# Thomson tg520 modem need driver



## tiptoptim2 (Aug 9, 2009)

Hey all, I have a thomson TG520 modem for my broadband. I am currently connected through my ethernet connection which works fine. When I tried to change this to my usb connection my computer couldn't find the drivers and when I tried to find them online nobody had a copy of them anywhere! Please could someone help??
Tim


----------



## joeten (Dec 4, 2008)

hi and welcome you cn try here http://www.thomson.net/GlobalEnglish/broadband-uk/Pages/home-uk.aspx


----------



## tiptoptim2 (Aug 9, 2009)

hey, I tried that website and couldn't find a driver. I have also tried thomson technical support with no avail, I might contact my isp and see if they can provide me with a different modem. oh and the model is a THG520


----------



## tiptoptim2 (Aug 9, 2009)

Ok so after doing more research I have found that I need thomson usb cdc device drivers, any ideas??


----------



## Wrench97 (May 10, 2008)

The Ethernet connection is the preferred and faster port to use.

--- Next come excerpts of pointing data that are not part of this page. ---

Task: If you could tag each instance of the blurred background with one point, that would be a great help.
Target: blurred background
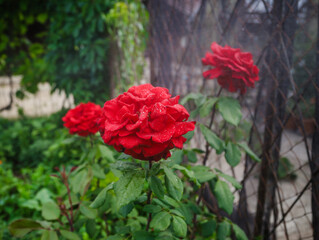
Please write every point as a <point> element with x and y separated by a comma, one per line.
<point>56,54</point>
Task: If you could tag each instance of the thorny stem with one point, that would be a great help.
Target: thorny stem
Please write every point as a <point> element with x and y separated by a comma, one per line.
<point>207,152</point>
<point>71,206</point>
<point>149,194</point>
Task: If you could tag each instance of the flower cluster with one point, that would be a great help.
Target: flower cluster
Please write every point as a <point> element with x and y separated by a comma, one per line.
<point>145,122</point>
<point>82,119</point>
<point>234,70</point>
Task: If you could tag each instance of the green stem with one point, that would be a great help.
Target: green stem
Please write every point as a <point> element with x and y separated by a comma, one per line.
<point>149,199</point>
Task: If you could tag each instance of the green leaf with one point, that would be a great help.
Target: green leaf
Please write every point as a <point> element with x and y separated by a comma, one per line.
<point>179,226</point>
<point>213,140</point>
<point>142,235</point>
<point>126,209</point>
<point>90,227</point>
<point>161,221</point>
<point>115,237</point>
<point>21,227</point>
<point>177,213</point>
<point>206,108</point>
<point>185,171</point>
<point>239,233</point>
<point>88,212</point>
<point>230,179</point>
<point>208,228</point>
<point>170,201</point>
<point>156,186</point>
<point>126,166</point>
<point>175,192</point>
<point>171,177</point>
<point>177,156</point>
<point>44,195</point>
<point>229,108</point>
<point>167,235</point>
<point>232,154</point>
<point>101,197</point>
<point>204,176</point>
<point>49,235</point>
<point>106,153</point>
<point>50,211</point>
<point>155,169</point>
<point>69,235</point>
<point>224,196</point>
<point>98,171</point>
<point>151,208</point>
<point>249,152</point>
<point>223,230</point>
<point>129,187</point>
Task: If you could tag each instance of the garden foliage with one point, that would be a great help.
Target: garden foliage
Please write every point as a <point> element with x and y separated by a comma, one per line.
<point>154,189</point>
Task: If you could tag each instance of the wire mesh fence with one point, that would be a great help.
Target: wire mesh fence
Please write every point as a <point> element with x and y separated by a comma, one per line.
<point>279,199</point>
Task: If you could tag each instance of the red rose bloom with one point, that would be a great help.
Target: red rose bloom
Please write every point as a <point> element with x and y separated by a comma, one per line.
<point>82,119</point>
<point>233,69</point>
<point>145,122</point>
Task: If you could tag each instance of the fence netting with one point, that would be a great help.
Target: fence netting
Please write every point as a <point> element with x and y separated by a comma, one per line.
<point>279,198</point>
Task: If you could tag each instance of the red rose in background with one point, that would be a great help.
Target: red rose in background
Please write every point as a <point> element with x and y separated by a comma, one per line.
<point>145,122</point>
<point>234,70</point>
<point>82,119</point>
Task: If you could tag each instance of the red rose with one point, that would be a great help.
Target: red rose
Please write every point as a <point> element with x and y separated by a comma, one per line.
<point>233,69</point>
<point>145,122</point>
<point>82,119</point>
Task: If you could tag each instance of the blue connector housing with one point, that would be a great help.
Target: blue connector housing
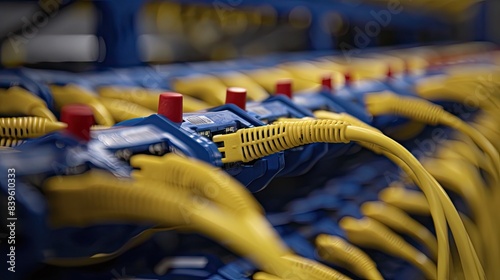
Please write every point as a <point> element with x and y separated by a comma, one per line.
<point>228,119</point>
<point>298,160</point>
<point>16,77</point>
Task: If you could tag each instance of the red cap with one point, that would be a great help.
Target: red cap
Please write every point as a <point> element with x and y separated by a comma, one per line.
<point>79,119</point>
<point>236,96</point>
<point>389,73</point>
<point>326,81</point>
<point>348,78</point>
<point>170,106</point>
<point>284,86</point>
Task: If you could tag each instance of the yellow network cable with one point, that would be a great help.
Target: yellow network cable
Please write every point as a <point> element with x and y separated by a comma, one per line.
<point>210,182</point>
<point>92,198</point>
<point>122,110</point>
<point>466,149</point>
<point>338,251</point>
<point>149,98</point>
<point>87,199</point>
<point>398,220</point>
<point>367,232</point>
<point>72,94</point>
<point>465,181</point>
<point>18,101</point>
<point>413,202</point>
<point>418,109</point>
<point>265,276</point>
<point>249,144</point>
<point>28,127</point>
<point>10,142</point>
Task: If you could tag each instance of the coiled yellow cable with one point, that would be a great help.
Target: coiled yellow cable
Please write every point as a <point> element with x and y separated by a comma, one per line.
<point>28,127</point>
<point>209,182</point>
<point>122,110</point>
<point>18,101</point>
<point>74,94</point>
<point>10,142</point>
<point>422,110</point>
<point>413,202</point>
<point>248,144</point>
<point>367,232</point>
<point>92,198</point>
<point>338,251</point>
<point>398,220</point>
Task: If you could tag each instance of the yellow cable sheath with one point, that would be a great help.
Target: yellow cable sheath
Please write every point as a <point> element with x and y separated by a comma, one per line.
<point>210,182</point>
<point>338,251</point>
<point>466,182</point>
<point>87,199</point>
<point>249,144</point>
<point>10,142</point>
<point>28,127</point>
<point>398,220</point>
<point>425,111</point>
<point>367,232</point>
<point>74,94</point>
<point>413,202</point>
<point>265,276</point>
<point>18,101</point>
<point>469,257</point>
<point>122,110</point>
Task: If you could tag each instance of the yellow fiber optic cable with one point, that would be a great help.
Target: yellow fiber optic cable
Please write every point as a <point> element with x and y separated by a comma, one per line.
<point>367,232</point>
<point>28,127</point>
<point>269,139</point>
<point>338,251</point>
<point>398,220</point>
<point>413,202</point>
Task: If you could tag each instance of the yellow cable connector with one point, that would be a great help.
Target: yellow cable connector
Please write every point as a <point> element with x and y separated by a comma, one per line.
<point>252,143</point>
<point>399,221</point>
<point>338,251</point>
<point>73,94</point>
<point>28,127</point>
<point>367,232</point>
<point>18,101</point>
<point>122,110</point>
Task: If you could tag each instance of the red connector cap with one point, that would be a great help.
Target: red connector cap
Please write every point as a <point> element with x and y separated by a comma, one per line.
<point>326,82</point>
<point>389,73</point>
<point>348,79</point>
<point>236,96</point>
<point>170,106</point>
<point>284,86</point>
<point>79,119</point>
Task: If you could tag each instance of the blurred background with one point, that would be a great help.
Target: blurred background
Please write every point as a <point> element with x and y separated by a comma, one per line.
<point>80,35</point>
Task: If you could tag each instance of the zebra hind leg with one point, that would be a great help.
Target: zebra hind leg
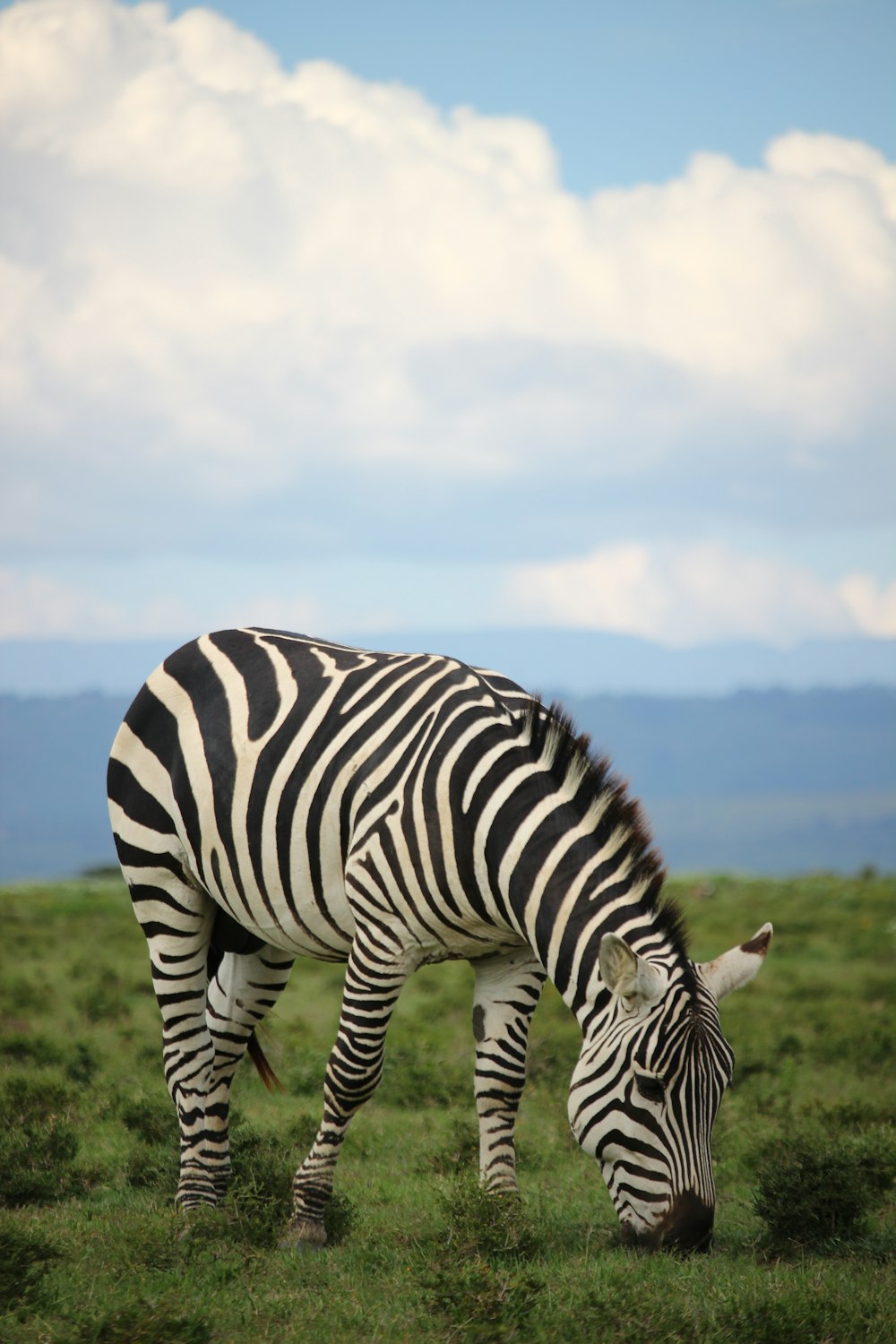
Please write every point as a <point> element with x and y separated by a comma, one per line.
<point>244,986</point>
<point>505,996</point>
<point>354,1072</point>
<point>177,919</point>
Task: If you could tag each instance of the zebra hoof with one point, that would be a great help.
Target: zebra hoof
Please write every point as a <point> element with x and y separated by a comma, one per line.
<point>303,1236</point>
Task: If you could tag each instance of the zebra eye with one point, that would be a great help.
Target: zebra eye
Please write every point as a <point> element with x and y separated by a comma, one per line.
<point>651,1089</point>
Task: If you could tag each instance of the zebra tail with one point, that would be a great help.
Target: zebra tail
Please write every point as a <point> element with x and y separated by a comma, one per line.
<point>263,1064</point>
<point>228,937</point>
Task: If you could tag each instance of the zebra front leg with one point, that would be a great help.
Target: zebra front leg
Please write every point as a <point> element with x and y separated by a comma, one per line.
<point>354,1070</point>
<point>241,992</point>
<point>505,996</point>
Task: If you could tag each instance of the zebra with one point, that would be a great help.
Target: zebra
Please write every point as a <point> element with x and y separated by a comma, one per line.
<point>274,796</point>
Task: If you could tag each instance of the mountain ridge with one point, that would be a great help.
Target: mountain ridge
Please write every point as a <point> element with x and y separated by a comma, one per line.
<point>759,781</point>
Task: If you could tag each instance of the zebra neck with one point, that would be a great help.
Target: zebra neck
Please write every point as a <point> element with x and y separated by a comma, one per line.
<point>570,905</point>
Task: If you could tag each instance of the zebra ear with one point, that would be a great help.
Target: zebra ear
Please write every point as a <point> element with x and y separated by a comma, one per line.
<point>737,967</point>
<point>627,975</point>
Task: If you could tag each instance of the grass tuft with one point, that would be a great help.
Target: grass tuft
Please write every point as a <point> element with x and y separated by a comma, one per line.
<point>818,1193</point>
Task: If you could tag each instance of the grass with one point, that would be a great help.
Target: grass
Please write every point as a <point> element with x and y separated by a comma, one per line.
<point>90,1249</point>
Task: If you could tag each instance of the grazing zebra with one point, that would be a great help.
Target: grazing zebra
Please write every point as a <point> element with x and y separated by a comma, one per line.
<point>274,796</point>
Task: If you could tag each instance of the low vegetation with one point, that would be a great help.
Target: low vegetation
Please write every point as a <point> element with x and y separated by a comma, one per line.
<point>91,1252</point>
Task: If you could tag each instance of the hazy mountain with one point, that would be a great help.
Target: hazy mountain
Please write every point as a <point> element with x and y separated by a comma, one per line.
<point>575,661</point>
<point>759,781</point>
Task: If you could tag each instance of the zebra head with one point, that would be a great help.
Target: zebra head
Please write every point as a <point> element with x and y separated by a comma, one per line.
<point>648,1085</point>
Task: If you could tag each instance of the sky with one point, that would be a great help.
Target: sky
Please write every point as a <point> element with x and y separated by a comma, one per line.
<point>363,317</point>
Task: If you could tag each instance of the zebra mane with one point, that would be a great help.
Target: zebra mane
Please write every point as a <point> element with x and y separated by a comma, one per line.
<point>600,796</point>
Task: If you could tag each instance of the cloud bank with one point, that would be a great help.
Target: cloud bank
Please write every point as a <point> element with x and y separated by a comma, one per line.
<point>265,312</point>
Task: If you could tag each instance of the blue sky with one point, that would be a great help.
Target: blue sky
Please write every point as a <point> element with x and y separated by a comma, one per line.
<point>410,316</point>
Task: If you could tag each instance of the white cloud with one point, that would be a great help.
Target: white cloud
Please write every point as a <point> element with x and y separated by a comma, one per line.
<point>241,271</point>
<point>42,607</point>
<point>699,593</point>
<point>871,604</point>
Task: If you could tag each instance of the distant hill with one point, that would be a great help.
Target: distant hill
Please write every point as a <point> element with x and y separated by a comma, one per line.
<point>573,661</point>
<point>769,782</point>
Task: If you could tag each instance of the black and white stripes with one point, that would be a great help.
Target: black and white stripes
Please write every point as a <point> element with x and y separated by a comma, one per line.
<point>277,797</point>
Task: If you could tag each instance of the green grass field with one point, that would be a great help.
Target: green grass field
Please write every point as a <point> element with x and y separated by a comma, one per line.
<point>90,1249</point>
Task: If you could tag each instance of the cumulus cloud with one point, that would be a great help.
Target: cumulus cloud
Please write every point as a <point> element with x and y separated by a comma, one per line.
<point>246,269</point>
<point>699,593</point>
<point>253,312</point>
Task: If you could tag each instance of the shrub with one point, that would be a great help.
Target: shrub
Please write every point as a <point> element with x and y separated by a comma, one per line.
<point>38,1142</point>
<point>479,1303</point>
<point>812,1190</point>
<point>104,1000</point>
<point>142,1322</point>
<point>152,1118</point>
<point>489,1225</point>
<point>24,1260</point>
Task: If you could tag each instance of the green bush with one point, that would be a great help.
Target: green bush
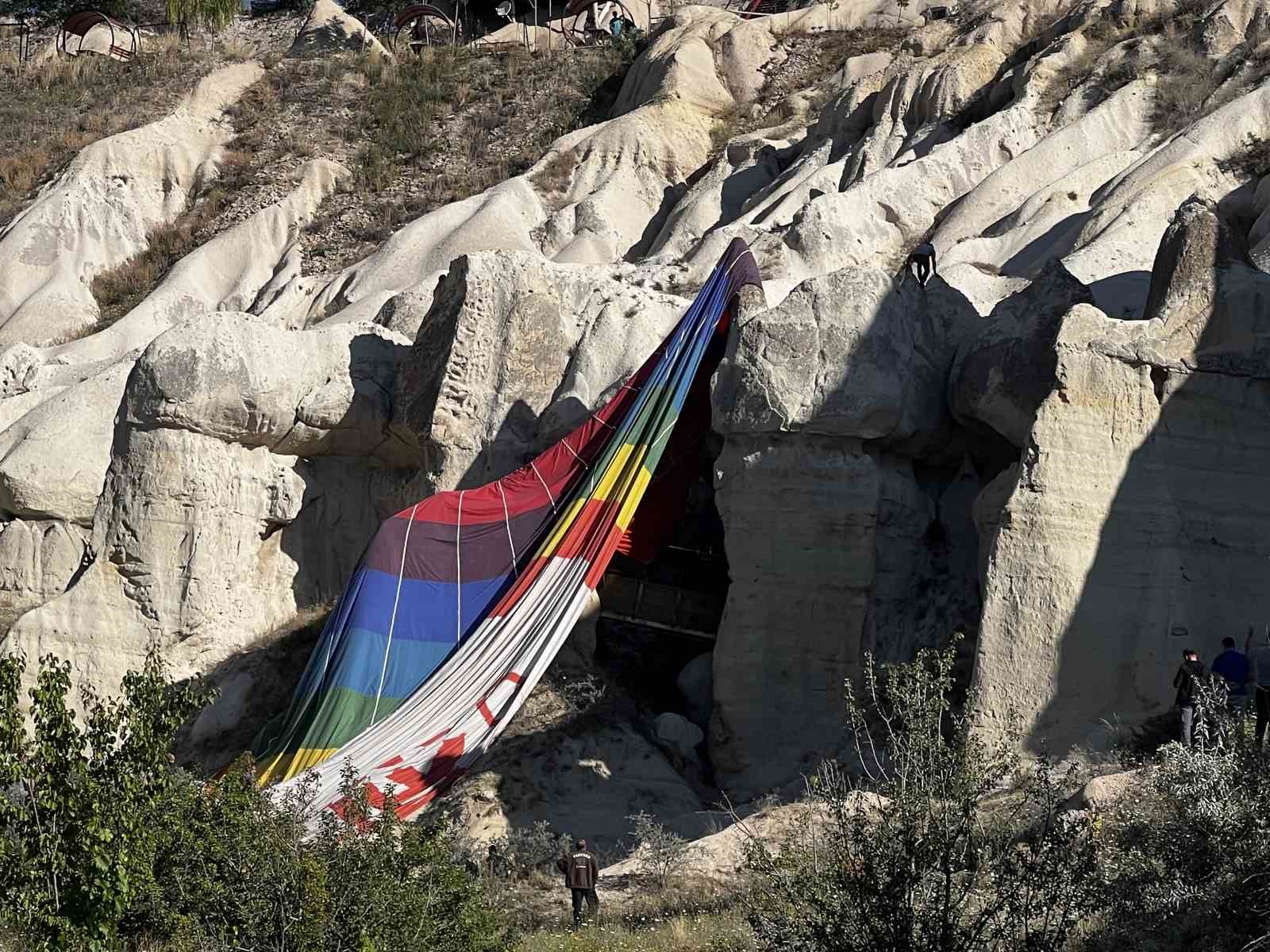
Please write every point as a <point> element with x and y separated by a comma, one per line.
<point>79,797</point>
<point>908,856</point>
<point>1185,865</point>
<point>106,844</point>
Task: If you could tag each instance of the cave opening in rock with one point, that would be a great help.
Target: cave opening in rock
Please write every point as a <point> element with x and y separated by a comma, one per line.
<point>660,615</point>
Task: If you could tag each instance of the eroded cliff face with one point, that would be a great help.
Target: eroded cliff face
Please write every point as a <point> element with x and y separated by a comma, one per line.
<point>1057,444</point>
<point>1134,526</point>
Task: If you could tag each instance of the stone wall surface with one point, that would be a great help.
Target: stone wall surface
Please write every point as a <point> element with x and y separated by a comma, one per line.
<point>1057,444</point>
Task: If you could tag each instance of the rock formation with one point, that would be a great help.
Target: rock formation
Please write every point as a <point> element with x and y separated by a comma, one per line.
<point>1057,444</point>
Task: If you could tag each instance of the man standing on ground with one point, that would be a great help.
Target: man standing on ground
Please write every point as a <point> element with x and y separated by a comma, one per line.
<point>1259,660</point>
<point>1187,681</point>
<point>581,873</point>
<point>1233,666</point>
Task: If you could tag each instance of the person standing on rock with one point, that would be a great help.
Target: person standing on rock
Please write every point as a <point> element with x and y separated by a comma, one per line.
<point>922,262</point>
<point>581,875</point>
<point>1187,681</point>
<point>1259,663</point>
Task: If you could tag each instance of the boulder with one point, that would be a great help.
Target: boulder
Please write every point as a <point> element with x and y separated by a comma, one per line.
<point>695,685</point>
<point>1103,793</point>
<point>1003,372</point>
<point>101,209</point>
<point>514,353</point>
<point>677,733</point>
<point>328,29</point>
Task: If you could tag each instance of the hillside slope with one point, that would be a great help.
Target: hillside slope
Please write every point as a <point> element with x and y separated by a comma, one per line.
<point>1056,446</point>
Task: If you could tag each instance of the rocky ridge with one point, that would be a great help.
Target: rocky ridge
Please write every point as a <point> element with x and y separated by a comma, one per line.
<point>1056,446</point>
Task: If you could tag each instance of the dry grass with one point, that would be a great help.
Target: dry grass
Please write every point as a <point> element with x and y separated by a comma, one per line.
<point>121,289</point>
<point>808,63</point>
<point>714,932</point>
<point>1189,84</point>
<point>50,111</point>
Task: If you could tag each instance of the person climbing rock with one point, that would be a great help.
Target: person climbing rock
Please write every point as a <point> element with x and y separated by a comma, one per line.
<point>581,875</point>
<point>922,262</point>
<point>1187,682</point>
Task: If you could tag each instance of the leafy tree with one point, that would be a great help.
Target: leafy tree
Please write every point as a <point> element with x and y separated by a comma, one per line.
<point>908,854</point>
<point>660,850</point>
<point>78,797</point>
<point>211,14</point>
<point>241,867</point>
<point>1187,860</point>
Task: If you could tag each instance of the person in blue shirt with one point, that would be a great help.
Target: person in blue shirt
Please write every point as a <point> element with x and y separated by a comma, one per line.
<point>1233,666</point>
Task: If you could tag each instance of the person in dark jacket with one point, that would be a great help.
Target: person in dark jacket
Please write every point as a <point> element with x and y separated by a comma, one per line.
<point>922,262</point>
<point>1187,681</point>
<point>581,873</point>
<point>1235,670</point>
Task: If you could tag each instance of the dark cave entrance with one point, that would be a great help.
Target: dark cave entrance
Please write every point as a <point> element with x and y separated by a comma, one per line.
<point>658,616</point>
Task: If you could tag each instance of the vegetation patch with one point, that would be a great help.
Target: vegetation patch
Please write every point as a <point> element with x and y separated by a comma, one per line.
<point>1189,86</point>
<point>51,111</point>
<point>810,63</point>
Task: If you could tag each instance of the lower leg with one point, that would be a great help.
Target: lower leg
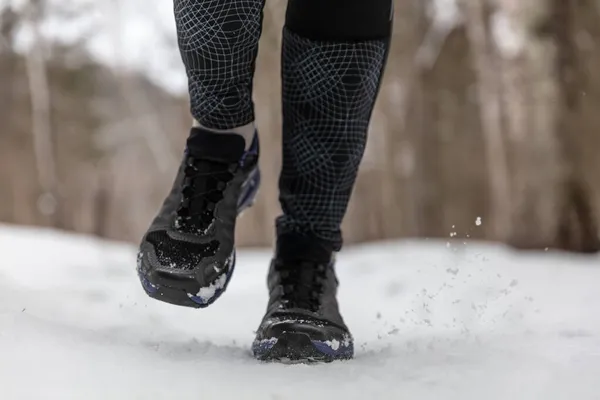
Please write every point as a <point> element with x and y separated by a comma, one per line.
<point>218,42</point>
<point>333,57</point>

Are you USB ports version 2.0 or 1.1?


----------



## Riskyone101 (Oct 22, 2008)

Yes I agree with Wrench97 here, the ethernet connection port will be alot faster than using the USB port. (up to 3-4 times faster possibly)


----------



## joeten (Dec 4, 2008)

i bow to both wrench and riskyone on this


----------



## tiptoptim2 (Aug 9, 2009)

Yeah, problem is I want to run both my xbox 360 off my ethernet connection. All I need is the thomson usb cdc device drivers, but I can't find F****** thing anywhere!


----------



## Wrench97 (May 10, 2008)

Gaming through the pc hooked by a usb port will be painfully slow, the modem will only support one connection or the other usually not both, how about a router or a cheap switch if the modem/router supports DHCP.


----------



## Riskyone101 (Oct 22, 2008)

Yes I was going to suggest the same here as wrench97 has....

router
or
hub 

This is your best bet to not sacrifice speed as much, it will still be fast.


----------